The cases stem from the 2006 discovery of trace amounts of unapproved Bayer GM traits in the U.S. rice supply. Despite FDA assurances that the rice remained safe for consumption, markets quickly sank as countries rejected loads of U.S. rice. In the following weeks, as potential earnings slipped away, thousands of rice-growing farmers filed lawsuits against Bayer.

Long percolating, those cases are now coming to trial — both individually in state courts and through “bellwether” cases at the federal level. In the few cases litigated so far, plaintiffs have yet to lose and, combined, have won over $50 million.

(For more, see GM rice litigation: plaintiffs and GM rice litigation: defense.)

“Two separate federal juries (have) awarded damages to groups of Arkansas and Missouri farmers,” said Jackie Loewer, a Branch, La., rice farmer and chairman of the USA Rice Federation, in a statement about the brief. “Bayer’s decision to appeal is unfortunate and it wrongly seeks to shift the cost of LibertyLink onto rice farmers and away from Bayer.”

On Wednesday, Delta Farm Press spoke with Bob Cummings, senior vice president of the Rice Federation, about the litigation. He also spoke about the recently announced Free Trade Agreement with South Korea (for more, see U.S./South Korean Free Trade Agreement struck).

Among his comments:

How keen an eye has the Federation been keeping on the cases?

“First off, the USA Rice Federation isn’t a party to any litigation going on in the LibertyLink (cases). I did testify at several trials at the request of plaintiffs — growers engaged in a suit against Bayer CropScience.

“There are rice farmers (that are members of the Federation) in the rice-growing states that are directly involved in the litigation. That is particularly true of farmers in Arkansas and Louisiana.”

Did you testify at the bellwether trials in St. Louis or down here in Arkansas for the individual cases?

“A combination. I did testify in St. Louis at some of the bellwether trials and also at the Lonoke County trial in Arkansas.”

What about the brief’s timing? Why did the Federation do this now?

“There really was no earlier time to do it. The cases were going on, juries were deliberating.

“Bayer CropScience chose to appeal in St. Louis. The Federation thought it would be wise to weigh in as a representative of the entire industry’s advocate … to ensure what we thought was factual information is on the record.

“The key thing is we’re representing the farmers and millers. We think it’s important we’re out there, as requested, to state our experience with what happened with LibertyLink, what happened with trade, what happened domestically. That’s what we did at trial.”

There were some worries about U.S. rice’s access to the Korean markets before the trade deal went through.

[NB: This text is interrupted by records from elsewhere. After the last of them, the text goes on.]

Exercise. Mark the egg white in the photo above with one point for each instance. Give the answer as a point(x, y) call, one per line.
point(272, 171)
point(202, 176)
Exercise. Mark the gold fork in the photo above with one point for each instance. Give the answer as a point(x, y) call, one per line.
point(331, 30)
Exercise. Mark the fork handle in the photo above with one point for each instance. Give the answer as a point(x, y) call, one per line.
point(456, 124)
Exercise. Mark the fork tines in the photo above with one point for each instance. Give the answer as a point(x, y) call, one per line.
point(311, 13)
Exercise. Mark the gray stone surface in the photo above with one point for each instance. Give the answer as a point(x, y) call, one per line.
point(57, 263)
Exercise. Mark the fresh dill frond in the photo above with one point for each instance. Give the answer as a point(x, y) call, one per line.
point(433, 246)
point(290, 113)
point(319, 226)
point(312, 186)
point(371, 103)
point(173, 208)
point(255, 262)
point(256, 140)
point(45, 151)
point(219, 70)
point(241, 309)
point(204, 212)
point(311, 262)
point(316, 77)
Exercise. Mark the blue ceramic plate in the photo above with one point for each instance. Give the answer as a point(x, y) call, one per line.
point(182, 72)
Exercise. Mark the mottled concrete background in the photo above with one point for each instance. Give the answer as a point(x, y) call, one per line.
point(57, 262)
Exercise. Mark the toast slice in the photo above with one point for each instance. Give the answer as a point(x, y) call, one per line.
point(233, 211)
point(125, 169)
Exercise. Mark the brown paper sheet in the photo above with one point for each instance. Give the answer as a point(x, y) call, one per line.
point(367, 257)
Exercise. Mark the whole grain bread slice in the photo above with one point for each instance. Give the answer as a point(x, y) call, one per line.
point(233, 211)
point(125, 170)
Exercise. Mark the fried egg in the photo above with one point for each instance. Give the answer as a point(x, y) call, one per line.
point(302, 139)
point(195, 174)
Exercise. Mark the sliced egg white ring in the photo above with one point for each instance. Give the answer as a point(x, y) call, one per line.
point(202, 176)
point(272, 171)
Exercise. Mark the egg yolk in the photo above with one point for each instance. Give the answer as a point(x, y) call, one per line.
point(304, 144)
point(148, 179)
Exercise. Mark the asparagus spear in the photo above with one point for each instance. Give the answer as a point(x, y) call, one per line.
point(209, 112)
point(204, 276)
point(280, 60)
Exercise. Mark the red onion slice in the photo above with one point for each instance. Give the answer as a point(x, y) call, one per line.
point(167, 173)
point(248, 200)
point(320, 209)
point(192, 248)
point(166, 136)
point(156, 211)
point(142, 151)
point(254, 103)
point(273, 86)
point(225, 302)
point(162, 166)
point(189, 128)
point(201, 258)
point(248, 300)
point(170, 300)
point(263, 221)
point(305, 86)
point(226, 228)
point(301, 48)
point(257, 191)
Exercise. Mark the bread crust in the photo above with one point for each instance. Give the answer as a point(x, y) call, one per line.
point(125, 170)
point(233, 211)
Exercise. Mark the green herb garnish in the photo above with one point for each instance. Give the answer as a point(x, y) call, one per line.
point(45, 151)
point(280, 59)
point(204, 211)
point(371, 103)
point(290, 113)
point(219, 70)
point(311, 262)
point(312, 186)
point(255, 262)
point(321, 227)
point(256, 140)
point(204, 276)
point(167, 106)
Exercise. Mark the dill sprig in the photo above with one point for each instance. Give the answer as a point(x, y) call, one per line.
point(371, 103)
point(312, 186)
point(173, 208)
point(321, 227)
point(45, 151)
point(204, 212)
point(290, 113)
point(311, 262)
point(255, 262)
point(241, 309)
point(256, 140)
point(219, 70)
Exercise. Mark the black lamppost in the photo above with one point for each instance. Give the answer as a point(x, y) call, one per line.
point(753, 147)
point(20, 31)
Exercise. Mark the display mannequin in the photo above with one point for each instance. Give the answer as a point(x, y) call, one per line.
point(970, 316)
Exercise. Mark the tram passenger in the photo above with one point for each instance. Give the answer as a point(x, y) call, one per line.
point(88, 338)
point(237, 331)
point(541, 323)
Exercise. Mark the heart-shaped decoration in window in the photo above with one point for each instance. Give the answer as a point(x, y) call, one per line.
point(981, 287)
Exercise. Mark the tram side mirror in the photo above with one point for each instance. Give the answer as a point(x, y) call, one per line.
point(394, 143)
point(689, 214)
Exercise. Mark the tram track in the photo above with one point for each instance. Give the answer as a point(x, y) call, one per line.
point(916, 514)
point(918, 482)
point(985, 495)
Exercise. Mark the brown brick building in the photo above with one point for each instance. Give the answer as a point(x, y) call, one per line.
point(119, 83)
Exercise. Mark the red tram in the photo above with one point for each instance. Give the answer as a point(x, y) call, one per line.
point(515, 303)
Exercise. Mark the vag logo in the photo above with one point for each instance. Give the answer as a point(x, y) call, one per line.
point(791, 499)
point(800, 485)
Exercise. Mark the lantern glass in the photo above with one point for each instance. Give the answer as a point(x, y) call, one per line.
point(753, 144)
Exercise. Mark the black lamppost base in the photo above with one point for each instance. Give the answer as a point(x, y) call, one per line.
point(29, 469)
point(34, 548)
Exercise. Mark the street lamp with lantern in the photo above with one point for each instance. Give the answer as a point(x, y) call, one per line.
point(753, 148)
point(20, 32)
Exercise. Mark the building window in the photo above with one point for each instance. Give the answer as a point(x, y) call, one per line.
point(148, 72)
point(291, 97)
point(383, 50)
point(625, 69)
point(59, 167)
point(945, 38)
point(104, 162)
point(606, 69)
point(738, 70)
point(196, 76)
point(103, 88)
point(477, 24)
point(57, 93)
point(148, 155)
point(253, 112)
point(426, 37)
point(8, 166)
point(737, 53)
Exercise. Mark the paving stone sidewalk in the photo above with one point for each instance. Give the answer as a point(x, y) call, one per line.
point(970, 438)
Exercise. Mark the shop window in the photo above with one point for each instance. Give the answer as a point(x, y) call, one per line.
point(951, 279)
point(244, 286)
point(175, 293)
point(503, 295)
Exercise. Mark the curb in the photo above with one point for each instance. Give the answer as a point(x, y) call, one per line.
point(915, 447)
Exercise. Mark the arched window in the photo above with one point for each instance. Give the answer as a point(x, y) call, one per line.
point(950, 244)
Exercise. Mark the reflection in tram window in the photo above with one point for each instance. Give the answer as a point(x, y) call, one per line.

Can you comment on that?

“We’re deeply disappointed that rice was excluded from this trade agreement. As a result, we don’t support the trade agreement.

“We’re also looking at the larger picture. Behind the Korea agreement are free trade agreements with Columbia and Panama.

“The Columbia agreement has some very good provisions for U.S. rice. So, we’re focused on making sure that agreement gets through Congress. We’re working any way we can to make sure that folks have a positive view of trade agreements in general, even though the Korea deal wasn’t good for rice. But when done well, when done correctly, trade agreements help rice and we need to keep the agenda moving forward.”

There’s a provision in the trade agreement that says U.S. pork will have greater access in a few years. Anything like that for U.S. rice?

“We do have some limited access in Korea that we got about five, or so, years ago in the context of the WTO.

“Improvements in Korea going forward are going to come, I think, only as a result of the Doha Round of negotiations. That’s where future gains will come for rice.

“We did acquire gains in the trade deal with Columbia. But looking across the board at what will deliver the next increase in access, I think it’ll have to be Doha. We’ll focus on that in 2011.”